Orioles Acquire Jim Thome for Prospects Simon, Lino



In an effort to bolster a flailing offense, the Orioles have acquired DH Jim Thome from the Phillies in return for prospects Kyle Simon and Gabriel Lino.



I really like Thome, but he’s 41 years old, has no defensive value, and is batting a solid (but not outstanding for a DH) .242/.338/.516 this year. He’s also left-handed, as is Chris Davis and (effectively, with his platoon splits) Wilson Betemit. Maybe Thome provides the O’s with half a win over replacement the rest of the year, and maybe he’s actually taking the playing time from what would have been replacement level production. If the O’s actually make the play-offs based on that half win, I’ll be extremely surprised. More likely, Thome could be the difference between 81 and 81.5 wins, which some fans are more than happy to trade prospects for (which I think is dumb, but others have different priorities).



Simon is a 21 year old right-handed pitcher. He has a 3.96 ERA, 4.4 FIP in High-A ball, after being the team’s 4th round draft pick last year. He’ll get some groundballs and has a good walk rate (2.6 BB/9), but doesn’t seem to miss many bats (6.1 K/9). Doesn’t seem like a huge loss for the team, given that his upside might be back of the rotation innings-eater or middle reliever.

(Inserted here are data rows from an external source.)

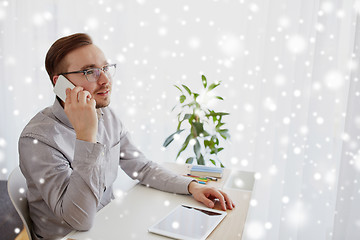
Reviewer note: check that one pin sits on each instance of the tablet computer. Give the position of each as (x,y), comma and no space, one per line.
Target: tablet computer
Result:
(188,222)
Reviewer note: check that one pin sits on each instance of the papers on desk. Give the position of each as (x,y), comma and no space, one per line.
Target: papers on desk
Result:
(188,222)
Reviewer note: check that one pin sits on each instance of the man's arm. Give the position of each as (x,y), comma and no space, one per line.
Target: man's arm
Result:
(207,195)
(71,192)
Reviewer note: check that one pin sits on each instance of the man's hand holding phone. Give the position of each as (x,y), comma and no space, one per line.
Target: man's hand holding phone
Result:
(80,108)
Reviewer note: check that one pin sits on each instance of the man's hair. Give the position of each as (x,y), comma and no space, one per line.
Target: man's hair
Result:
(54,63)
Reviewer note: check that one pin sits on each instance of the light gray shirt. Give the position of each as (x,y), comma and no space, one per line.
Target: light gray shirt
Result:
(69,180)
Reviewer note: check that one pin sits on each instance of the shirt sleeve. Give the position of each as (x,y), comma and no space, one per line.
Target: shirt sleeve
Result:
(149,173)
(72,191)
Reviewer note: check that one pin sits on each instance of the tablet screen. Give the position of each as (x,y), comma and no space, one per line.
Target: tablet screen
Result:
(188,222)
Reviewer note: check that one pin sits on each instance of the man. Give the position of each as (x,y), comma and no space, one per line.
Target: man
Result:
(70,152)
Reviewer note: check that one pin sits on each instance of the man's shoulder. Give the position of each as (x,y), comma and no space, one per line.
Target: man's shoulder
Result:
(42,124)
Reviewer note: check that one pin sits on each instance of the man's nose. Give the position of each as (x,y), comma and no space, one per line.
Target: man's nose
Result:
(103,78)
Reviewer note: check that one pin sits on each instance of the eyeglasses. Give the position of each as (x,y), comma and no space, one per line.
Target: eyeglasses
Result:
(93,74)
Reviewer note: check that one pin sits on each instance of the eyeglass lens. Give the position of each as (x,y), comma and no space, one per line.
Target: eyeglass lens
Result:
(93,75)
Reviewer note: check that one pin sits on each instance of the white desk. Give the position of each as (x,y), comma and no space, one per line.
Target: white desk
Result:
(129,216)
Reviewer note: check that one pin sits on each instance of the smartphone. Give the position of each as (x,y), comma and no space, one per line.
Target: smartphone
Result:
(60,87)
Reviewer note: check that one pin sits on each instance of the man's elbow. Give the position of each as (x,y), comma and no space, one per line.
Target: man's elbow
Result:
(78,218)
(82,223)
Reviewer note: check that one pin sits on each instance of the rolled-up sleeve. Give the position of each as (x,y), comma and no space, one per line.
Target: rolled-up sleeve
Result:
(71,190)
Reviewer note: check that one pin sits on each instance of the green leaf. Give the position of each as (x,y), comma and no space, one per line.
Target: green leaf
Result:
(182,98)
(216,150)
(204,81)
(171,138)
(178,88)
(187,89)
(195,95)
(219,125)
(197,149)
(184,146)
(218,97)
(189,160)
(213,85)
(224,133)
(199,128)
(200,160)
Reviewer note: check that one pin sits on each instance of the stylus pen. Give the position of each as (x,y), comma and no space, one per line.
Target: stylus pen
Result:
(204,178)
(212,178)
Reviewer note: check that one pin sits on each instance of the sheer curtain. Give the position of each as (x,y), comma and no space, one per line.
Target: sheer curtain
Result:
(289,72)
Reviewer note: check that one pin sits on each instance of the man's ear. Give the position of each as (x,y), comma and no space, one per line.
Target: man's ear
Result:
(55,79)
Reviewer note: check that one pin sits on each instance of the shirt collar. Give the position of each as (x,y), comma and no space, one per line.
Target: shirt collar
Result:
(60,114)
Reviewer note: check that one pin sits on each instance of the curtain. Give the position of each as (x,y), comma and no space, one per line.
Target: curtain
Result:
(289,72)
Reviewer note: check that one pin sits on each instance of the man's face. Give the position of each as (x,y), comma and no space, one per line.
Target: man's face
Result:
(89,56)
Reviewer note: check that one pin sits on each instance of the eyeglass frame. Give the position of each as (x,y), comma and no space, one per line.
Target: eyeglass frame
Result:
(85,71)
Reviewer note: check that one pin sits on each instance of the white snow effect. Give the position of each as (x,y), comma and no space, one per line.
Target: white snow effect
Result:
(270,104)
(317,176)
(285,199)
(334,80)
(296,215)
(286,120)
(327,7)
(239,182)
(254,230)
(2,14)
(175,225)
(357,7)
(280,80)
(248,107)
(297,150)
(194,42)
(2,142)
(244,162)
(284,22)
(91,24)
(254,7)
(296,44)
(230,45)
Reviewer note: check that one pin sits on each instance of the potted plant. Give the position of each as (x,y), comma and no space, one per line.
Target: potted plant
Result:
(203,126)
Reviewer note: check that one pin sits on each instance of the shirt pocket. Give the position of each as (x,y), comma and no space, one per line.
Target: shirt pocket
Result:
(113,158)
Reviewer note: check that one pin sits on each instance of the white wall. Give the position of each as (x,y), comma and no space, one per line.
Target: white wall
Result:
(289,71)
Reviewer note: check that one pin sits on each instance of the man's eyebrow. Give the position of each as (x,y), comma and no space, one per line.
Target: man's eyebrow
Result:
(92,65)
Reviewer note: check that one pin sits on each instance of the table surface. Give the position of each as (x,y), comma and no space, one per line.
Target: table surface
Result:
(131,214)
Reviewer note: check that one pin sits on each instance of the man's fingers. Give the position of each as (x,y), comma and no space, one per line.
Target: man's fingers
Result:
(219,196)
(84,96)
(74,94)
(229,202)
(207,201)
(68,98)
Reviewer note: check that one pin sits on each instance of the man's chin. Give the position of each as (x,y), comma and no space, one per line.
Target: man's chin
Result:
(102,104)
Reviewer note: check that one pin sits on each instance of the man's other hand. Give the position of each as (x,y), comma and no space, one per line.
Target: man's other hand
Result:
(207,195)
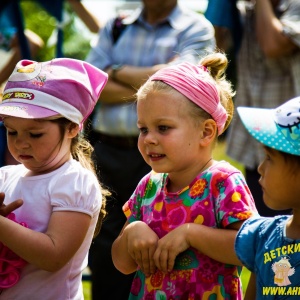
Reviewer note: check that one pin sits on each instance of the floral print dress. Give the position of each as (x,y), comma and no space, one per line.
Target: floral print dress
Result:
(216,198)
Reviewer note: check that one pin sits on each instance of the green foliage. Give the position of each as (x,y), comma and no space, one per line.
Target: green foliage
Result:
(37,19)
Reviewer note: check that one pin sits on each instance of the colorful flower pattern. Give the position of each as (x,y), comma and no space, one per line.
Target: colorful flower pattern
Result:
(216,198)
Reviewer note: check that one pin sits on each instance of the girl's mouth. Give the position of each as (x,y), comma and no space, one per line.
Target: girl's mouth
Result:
(155,157)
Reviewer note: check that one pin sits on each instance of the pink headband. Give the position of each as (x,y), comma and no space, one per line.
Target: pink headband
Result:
(193,82)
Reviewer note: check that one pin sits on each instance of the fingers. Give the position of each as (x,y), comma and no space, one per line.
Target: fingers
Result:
(164,259)
(145,261)
(7,209)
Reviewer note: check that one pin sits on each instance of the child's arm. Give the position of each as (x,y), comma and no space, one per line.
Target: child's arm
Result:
(7,209)
(251,288)
(51,250)
(134,247)
(215,243)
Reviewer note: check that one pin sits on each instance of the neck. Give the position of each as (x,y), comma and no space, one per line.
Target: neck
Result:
(157,14)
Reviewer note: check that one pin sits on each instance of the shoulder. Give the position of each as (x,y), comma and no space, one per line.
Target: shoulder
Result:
(72,173)
(224,168)
(184,18)
(256,236)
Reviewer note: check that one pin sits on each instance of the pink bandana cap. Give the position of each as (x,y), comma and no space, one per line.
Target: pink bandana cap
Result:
(62,86)
(195,83)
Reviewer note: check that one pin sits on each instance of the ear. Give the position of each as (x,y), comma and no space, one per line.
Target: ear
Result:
(72,130)
(209,132)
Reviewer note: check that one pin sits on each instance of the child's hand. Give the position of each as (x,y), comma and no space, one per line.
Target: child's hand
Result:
(7,209)
(142,242)
(169,247)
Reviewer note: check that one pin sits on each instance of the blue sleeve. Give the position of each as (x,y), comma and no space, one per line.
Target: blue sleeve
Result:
(246,242)
(219,12)
(101,54)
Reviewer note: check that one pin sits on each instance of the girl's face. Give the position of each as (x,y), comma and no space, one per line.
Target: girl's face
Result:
(169,139)
(281,187)
(37,144)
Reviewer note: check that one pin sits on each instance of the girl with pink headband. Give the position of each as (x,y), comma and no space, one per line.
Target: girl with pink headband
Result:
(170,238)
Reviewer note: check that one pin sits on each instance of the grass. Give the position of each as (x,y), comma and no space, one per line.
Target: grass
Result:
(219,154)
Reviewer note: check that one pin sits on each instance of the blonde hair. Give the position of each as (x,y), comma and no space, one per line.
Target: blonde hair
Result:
(216,64)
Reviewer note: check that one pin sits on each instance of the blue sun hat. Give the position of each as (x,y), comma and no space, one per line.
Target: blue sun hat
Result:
(277,128)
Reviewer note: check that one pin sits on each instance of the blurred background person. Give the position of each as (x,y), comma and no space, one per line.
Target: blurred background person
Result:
(268,74)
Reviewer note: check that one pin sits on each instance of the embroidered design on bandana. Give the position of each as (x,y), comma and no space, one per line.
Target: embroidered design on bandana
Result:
(282,270)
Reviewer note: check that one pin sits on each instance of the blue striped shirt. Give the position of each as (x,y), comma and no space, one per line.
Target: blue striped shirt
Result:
(185,34)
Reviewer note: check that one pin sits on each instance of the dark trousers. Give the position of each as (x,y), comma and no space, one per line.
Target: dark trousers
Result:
(252,177)
(120,169)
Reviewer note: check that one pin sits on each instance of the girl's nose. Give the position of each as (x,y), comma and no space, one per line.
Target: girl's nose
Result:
(150,139)
(21,143)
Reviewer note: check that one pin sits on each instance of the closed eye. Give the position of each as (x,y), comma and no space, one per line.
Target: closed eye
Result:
(11,132)
(36,135)
(163,128)
(143,130)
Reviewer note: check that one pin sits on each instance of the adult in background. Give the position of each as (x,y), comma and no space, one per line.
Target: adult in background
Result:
(130,50)
(268,75)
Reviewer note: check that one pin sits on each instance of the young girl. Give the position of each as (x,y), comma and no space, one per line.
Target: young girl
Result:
(181,111)
(44,106)
(270,247)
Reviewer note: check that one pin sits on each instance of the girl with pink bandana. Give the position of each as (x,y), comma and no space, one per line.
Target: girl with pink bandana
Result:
(170,236)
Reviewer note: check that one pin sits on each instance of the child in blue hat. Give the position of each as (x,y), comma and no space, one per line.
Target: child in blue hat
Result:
(270,247)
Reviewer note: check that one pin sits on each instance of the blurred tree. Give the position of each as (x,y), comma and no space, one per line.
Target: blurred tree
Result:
(75,43)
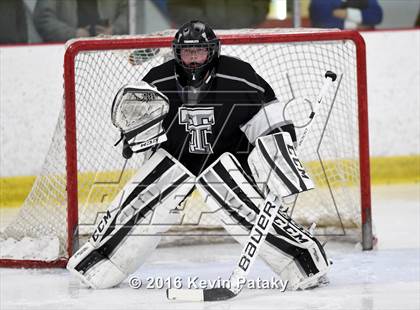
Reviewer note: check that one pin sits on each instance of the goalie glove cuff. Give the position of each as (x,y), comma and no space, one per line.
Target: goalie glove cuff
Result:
(138,111)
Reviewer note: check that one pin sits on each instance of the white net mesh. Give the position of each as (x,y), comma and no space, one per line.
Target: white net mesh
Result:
(295,72)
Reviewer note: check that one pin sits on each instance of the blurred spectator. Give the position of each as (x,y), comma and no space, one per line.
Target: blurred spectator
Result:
(63,20)
(16,24)
(220,14)
(350,14)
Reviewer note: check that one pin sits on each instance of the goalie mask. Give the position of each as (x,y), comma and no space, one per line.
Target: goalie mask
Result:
(196,50)
(138,111)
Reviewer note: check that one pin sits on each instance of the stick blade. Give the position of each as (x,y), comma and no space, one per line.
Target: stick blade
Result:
(213,294)
(185,294)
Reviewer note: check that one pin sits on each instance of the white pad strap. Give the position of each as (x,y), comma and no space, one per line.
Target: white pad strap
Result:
(276,167)
(130,229)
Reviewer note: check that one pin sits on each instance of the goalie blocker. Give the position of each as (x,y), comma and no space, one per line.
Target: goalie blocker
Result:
(289,249)
(131,227)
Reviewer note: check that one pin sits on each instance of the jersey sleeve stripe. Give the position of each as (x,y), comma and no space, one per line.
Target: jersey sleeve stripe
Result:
(269,117)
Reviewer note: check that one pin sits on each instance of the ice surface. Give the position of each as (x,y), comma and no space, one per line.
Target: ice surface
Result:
(386,278)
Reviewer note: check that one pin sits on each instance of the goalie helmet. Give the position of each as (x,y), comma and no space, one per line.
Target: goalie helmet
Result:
(197,41)
(138,111)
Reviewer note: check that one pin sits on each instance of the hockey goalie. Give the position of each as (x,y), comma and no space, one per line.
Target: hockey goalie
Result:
(209,122)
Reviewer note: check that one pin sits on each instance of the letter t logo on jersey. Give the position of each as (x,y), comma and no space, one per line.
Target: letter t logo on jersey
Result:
(198,122)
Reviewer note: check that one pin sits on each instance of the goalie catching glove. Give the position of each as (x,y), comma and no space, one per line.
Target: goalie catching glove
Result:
(138,111)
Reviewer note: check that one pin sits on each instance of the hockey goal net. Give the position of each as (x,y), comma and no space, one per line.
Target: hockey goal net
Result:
(83,171)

Lino is a 19 year old catcher. He’s had some trouble in A-Ball this year – .218/.283/.342 – after a more impressive season in Rookie Ball (.282/.371/.462). Catchers who can stick behind the dish and potentially show a combination of patience and power at the plate are not that easy to find, and my understanding is that Lino has that potential (even if he’s far from a sure thing).



Here’s the thing; this trade is fine if the Orioles are actually as good as their record this year would indicate (42-35). But they’re not – they’ve been outscored by something like 20 runs, and the bullpen is unlikely to continue to be this good. The pitching will hopefully be fine overall, but that’s about all you can expect from them. And the offense has struggled, and even after adding Thome there are going to be at least a couple of holes in the line-up. And the defense will suffer – Thome at DH means that Wilson Betemit, Chris Davis, and Mark Reynolds all need to wear gloves to get their bats into the line-up, and that’s gonna be ugly. The O’s are in a decent position to finish at or above .500, but that could still leave them in last place in the AL East (and they’re likely the least talented team in the division). They’re not making the play-offs this year unless they get unbelievably lucky – and that’s OK, because just not sucking wouldn’t have been great before the season started.



The unexpected success early in 2012 is great, but that’s more for what it means for the near future (contention might not be as far away as it looked a little while ago) than what it means for this season. To take the wrong lesson from that and sell out subsequent years in a misguided effort to try to make a run this year seems foolish. Buying at all didn’t sound like the best idea, but going small-bore could have been fine (Thome for just Simon, as was initially reported, wasn’t great but not terrible). Giving up even one of the lower-tier prospects from a shallow farm system for marginal improvement (at best) in an effort to be less bad (going forward) is… very much like the Orioles. In fact, it’s been kind of Dan Duquette’s M.O. so far (Dana Evaland, for example). Not one of my favorite things about him.



Hopefully Manny Machado for Matt Garza isn’t coming down the pipe-line now. Because even though it would make the Thome trade make more sense, selling out to make a run this season would be insanity.